The second goal formulated by the United Nations for sustainable development seeks to “End hunger by 2030” (sdg tracker)
By their definition this relates to the “prevalence of undernourishment” and “eradication of malnourishment” as the main indicators of this goal. Especially children in crises affected areas and refugee settlements are affected by these factors, which are defined and measured in terms of as “stunting” (“being too short for one’s age”), “wasting” (“being dangerously thin for one’s height”) and “underweight” (“low weight-for-age children”). (ourworldindata)
For children under the age of 5 years these numbers are extremely high in Central and East African countries.

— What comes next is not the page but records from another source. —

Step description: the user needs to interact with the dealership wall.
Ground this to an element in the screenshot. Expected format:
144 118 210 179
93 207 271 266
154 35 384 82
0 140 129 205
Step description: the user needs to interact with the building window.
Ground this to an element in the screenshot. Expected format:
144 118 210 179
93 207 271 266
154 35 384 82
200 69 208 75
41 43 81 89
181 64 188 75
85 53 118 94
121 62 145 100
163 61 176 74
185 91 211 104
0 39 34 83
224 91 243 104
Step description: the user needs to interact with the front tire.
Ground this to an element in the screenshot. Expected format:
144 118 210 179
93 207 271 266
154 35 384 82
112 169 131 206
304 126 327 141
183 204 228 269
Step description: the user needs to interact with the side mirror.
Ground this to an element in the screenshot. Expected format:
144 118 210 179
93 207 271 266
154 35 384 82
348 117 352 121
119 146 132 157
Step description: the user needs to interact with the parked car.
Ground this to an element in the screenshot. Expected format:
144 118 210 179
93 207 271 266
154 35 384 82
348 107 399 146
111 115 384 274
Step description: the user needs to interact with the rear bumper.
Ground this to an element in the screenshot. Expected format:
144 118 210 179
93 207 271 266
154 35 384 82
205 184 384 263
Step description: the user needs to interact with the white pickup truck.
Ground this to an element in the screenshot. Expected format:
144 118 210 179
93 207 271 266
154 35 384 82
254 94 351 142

Taking Uganda as an example, though numbers have been decreasing, latest data from 2016 still shows that 28.9% of under 5 year olds in Uganda are stunted, and 3.5% are wasted. (sdg tracker)
How can the ECOCA electric solar cookstove help to achieve this goal?

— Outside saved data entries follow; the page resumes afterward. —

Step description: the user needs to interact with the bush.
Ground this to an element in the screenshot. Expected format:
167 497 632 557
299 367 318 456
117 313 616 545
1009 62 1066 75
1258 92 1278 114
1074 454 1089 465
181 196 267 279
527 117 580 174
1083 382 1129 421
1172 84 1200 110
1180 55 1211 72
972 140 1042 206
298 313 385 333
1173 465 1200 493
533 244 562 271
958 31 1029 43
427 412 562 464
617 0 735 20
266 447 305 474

Before receiving the ECOCA many families had to sell parts of their food rations in order to buy fuel such as wood, charcoal or diesel in order to make fire for cooking. This puts families in the situation to have to make a choice to trade food for the ability to cook. Because the ECOCA does not require any fuel, and is completely powered by the attached solar panel, families can 1) keep all food rations, providing more overall food for the family, and 2) do not need to buy fuel, which saves overall income that can be invested in more food or other household supplies.

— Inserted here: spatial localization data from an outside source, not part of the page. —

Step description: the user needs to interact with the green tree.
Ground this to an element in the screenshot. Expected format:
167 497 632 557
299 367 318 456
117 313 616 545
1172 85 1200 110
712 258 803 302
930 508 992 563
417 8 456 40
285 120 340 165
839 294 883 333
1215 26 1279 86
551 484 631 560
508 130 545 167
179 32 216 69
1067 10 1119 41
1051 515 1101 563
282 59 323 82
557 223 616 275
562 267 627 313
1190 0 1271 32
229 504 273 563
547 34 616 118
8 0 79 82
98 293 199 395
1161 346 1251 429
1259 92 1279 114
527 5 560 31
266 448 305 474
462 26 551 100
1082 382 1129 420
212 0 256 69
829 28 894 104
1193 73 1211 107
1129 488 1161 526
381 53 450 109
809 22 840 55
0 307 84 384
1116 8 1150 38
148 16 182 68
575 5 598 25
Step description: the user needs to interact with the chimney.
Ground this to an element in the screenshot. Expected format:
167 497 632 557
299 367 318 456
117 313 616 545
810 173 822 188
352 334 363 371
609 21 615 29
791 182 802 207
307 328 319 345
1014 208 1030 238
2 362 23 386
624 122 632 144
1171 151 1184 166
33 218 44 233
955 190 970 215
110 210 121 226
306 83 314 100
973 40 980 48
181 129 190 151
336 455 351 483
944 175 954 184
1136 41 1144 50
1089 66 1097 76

2. Creates opportunities for sustainable agriculture
Furthermore, the access to an ECOCA solar cookstove contributes to indicator 2.4.1 “proportion of agricultural area under productive and sustainable agriculture”, as well as indicator 2.3. that measures the volume of agricultural produce per hour of labour, under target 2.3 “Double the agricultural productivity of smallholder farmers”. Due to time (about 30 hours per month) and money saved from buying fuel and collecting firewood for making fires, families can use this time and money to grow own crops on their properties, helping to cultivate the land in a sustainable way, and supplying their families with a bigger variety of vegetables than the basic resources such as rice, covered by humanitarian aid organizations.